We should now have the following three (3) control files:

  • maker_exe.ctl - contains the path information for the underlying executables.
  • maker_bopt.ctl - contains filtering statistics for BLAST and Exonerate
  • maker_opt.ctl - contains all other information for MAKER, including the location of the input genome file.

It should NOT be necessary to change the contents of the first file (maker_exe.ctl) - all entries should be pre-populated with the correct executable paths.  Most users would likely only need to concentrate on making changes to the BLAST/Exonerate and MAKER run options.

For our example, we are going to change the "maker_opt.ctl" file to tell MAKER where to find our input files.  Fire-up your favorite text editor (in this example, we'll use nano) and change the following lines as shown:

 

genome=dpp_contig.fasta
est=dpp_est.fasta
protein=dpp_protein.fasta
est2genome=1

 

Save the file.

Running as a Cluster Job

Now we're going to launch the job on the HPCC cluster using the application's MPI capabilities.  For this example, let's use the following in a job script called "makerTest.sh":

 

#!/bin/bash --login
# PBS -N MAKER_test
#PBS -m abe
#PBS -q main
#PBS -l nodes=2:ppn=2,mem=20gb,walltime=01:00:00
module swap OpenMPI MPICH2
module load MAKER
cd /mnt/scratch/myUid/data
 
mpiexec -n 4 maker
 
qstat -f ${PBS_JOBID}

 

In this example, we are going to use 2 nodes, 2 cores each, with a total memory allocation of 20GB for all processors (total job, or average about 5GB each).  Your needs for your data set may vary, and this is more for illustrative purposes than anything else.  The maker command is run with "mpiexec" and the flag "-n 4" which is control to invoke MPICH2 with 4 CPUs.

Now launch the job:

 

qsub makerTest.sh

 

Icon

You MUST launch MAKER from the directory containing the CTL and data input files.

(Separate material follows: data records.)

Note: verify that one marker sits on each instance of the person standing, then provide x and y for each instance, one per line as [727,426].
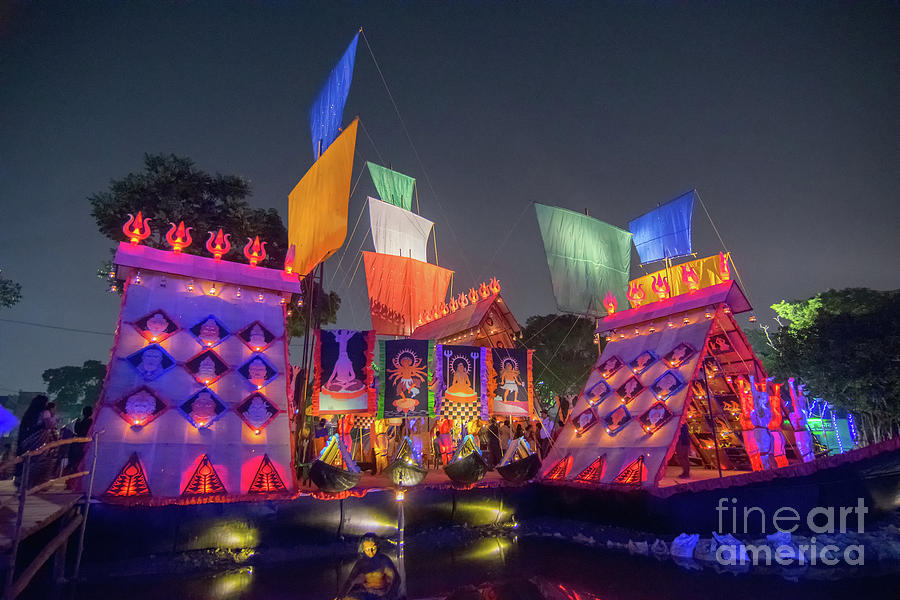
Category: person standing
[546,433]
[682,452]
[505,435]
[494,442]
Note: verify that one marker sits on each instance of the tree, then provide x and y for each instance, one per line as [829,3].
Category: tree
[73,387]
[171,189]
[844,345]
[564,352]
[10,292]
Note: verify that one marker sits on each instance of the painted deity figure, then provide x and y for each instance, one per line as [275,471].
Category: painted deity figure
[797,417]
[209,332]
[257,413]
[510,382]
[257,337]
[203,409]
[157,324]
[258,372]
[462,384]
[207,370]
[343,377]
[151,363]
[140,407]
[760,417]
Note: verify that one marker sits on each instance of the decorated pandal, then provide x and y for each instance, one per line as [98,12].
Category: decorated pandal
[195,403]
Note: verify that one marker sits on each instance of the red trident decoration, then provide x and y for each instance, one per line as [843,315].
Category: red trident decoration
[255,251]
[661,287]
[636,294]
[179,237]
[724,269]
[136,228]
[610,303]
[690,277]
[289,260]
[218,244]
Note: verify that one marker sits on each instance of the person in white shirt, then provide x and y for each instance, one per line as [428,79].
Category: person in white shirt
[546,432]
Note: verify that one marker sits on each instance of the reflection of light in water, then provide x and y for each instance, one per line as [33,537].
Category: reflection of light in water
[232,584]
[234,534]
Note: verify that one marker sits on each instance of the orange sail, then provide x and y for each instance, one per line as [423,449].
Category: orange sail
[400,289]
[317,206]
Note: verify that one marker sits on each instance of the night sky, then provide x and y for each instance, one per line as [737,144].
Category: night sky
[785,119]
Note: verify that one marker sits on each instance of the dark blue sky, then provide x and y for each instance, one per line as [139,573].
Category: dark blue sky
[784,117]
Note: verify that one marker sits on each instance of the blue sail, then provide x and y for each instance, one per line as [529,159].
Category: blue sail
[328,109]
[664,232]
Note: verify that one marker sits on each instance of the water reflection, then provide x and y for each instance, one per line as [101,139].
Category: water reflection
[499,568]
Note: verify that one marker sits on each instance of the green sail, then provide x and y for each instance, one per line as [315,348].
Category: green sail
[587,259]
[393,187]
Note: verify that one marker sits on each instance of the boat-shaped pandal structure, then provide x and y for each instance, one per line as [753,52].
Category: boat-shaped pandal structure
[467,465]
[334,471]
[406,469]
[520,463]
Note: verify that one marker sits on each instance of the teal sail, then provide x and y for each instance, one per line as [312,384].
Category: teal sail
[664,232]
[587,258]
[393,187]
[328,109]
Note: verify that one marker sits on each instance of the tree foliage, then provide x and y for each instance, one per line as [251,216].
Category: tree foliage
[72,387]
[171,189]
[10,292]
[844,345]
[564,352]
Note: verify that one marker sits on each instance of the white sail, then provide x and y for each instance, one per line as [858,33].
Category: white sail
[397,231]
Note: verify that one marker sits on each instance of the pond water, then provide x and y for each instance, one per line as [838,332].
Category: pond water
[504,568]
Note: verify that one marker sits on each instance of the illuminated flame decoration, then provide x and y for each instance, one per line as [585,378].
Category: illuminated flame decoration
[137,229]
[661,287]
[179,237]
[690,277]
[289,260]
[610,303]
[724,269]
[636,294]
[218,244]
[255,251]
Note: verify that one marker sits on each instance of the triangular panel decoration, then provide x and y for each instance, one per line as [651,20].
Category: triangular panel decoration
[266,478]
[594,473]
[560,470]
[204,481]
[130,481]
[633,474]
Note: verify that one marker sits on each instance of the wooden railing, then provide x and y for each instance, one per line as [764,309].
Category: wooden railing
[14,586]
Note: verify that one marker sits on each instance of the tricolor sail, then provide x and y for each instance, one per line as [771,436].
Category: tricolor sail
[327,111]
[588,259]
[317,206]
[664,232]
[401,289]
[397,231]
[393,187]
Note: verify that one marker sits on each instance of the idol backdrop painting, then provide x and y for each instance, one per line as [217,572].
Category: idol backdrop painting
[343,372]
[512,386]
[404,390]
[463,380]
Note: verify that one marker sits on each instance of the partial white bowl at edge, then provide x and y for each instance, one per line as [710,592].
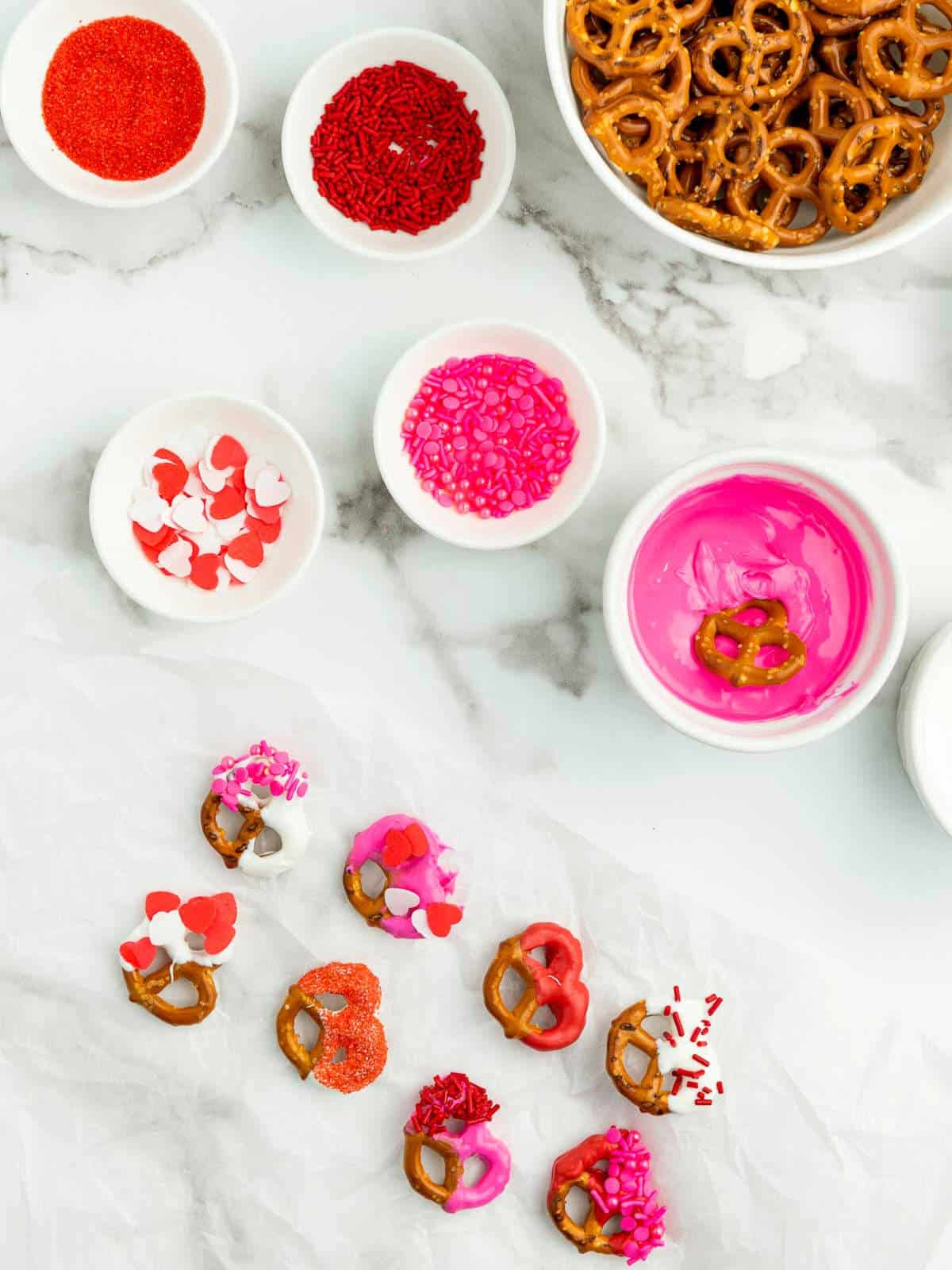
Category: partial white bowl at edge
[875,658]
[471,340]
[120,471]
[903,220]
[23,71]
[443,57]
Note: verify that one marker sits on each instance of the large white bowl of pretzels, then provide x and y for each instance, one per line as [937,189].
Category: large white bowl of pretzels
[781,133]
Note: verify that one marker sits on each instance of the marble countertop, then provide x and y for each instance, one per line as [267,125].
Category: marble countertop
[482,685]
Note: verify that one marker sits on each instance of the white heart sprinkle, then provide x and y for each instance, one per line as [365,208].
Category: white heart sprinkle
[177,558]
[420,922]
[213,478]
[188,514]
[149,510]
[271,491]
[400,901]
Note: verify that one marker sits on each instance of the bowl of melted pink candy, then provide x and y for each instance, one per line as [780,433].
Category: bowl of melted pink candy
[489,435]
[206,508]
[754,602]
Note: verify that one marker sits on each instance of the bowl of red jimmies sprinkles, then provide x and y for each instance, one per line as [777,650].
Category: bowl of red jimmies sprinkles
[489,435]
[118,106]
[399,144]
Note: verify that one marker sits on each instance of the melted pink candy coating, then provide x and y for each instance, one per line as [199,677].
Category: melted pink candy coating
[750,537]
[420,874]
[476,1140]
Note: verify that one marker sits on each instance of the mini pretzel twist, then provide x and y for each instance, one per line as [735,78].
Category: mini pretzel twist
[727,137]
[624,38]
[876,160]
[895,52]
[228,849]
[743,671]
[628,1029]
[771,59]
[558,984]
[438,1193]
[787,187]
[145,991]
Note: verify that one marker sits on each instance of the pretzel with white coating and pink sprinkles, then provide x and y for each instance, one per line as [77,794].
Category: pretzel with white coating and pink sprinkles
[264,787]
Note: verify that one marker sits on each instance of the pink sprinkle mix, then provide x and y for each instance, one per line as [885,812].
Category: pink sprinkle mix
[489,435]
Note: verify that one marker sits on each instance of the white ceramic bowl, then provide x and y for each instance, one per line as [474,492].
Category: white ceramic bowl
[120,471]
[901,221]
[924,733]
[25,67]
[443,57]
[873,660]
[470,340]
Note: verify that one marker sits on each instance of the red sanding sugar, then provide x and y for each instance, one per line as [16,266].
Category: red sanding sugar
[397,149]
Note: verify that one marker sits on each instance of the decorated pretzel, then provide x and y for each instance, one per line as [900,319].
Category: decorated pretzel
[624,38]
[771,61]
[264,787]
[558,984]
[743,232]
[196,937]
[416,899]
[353,1029]
[455,1098]
[743,671]
[862,175]
[619,1191]
[789,179]
[896,51]
[682,1072]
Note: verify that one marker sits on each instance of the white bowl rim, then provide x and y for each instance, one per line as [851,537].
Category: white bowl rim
[800,260]
[283,425]
[692,722]
[508,129]
[571,507]
[145,200]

This run should finish pretty quickly.  If you scan your run directory, you should see a new subdirectory called "dpp_contig.maker.output".  This will contain your results.

Older Versions of MAKER (2.10)

If using MAKER 2.10 on the HPCC, there is a separate executable file for MPI runs.  The process for running MAKER is nearly identical to the instructions provided above, except for the following command line argument:

 

mpiexec -n 4 mpi_maker

 

Output Summary

Inside this new subdirectory, you should see the following:

  • The maker_opts.logmaker_exe.log, and maker_bopts.log files are logs of the control files used for this run of MAKER.
  • The mpi_blastdb directory contains FASTA indexes and BLAST database files created from the input EST, protein, and repeat databases.
  • The dpp_contig_master_datastore_index.log contains information on both the run status of individual contigs and information on where individual contig data is stored.
  • The dpp_contig_datastore directory contains a set of subfolders, each containing the final MAKER output for individual contigs from the genomic fasta file.

You should also see two (2) other files containing standard program output.  Let's assume our job number was: "234567". These two output files would be named:

  • makerTest.sh.e234567 - browse this to see details of the MAKER run which would normally stream to the screen.
  • makerTest.sh.o234567 - browse to see the output of the "qstat -f" command at the end of the job script above, or to view errors (if any).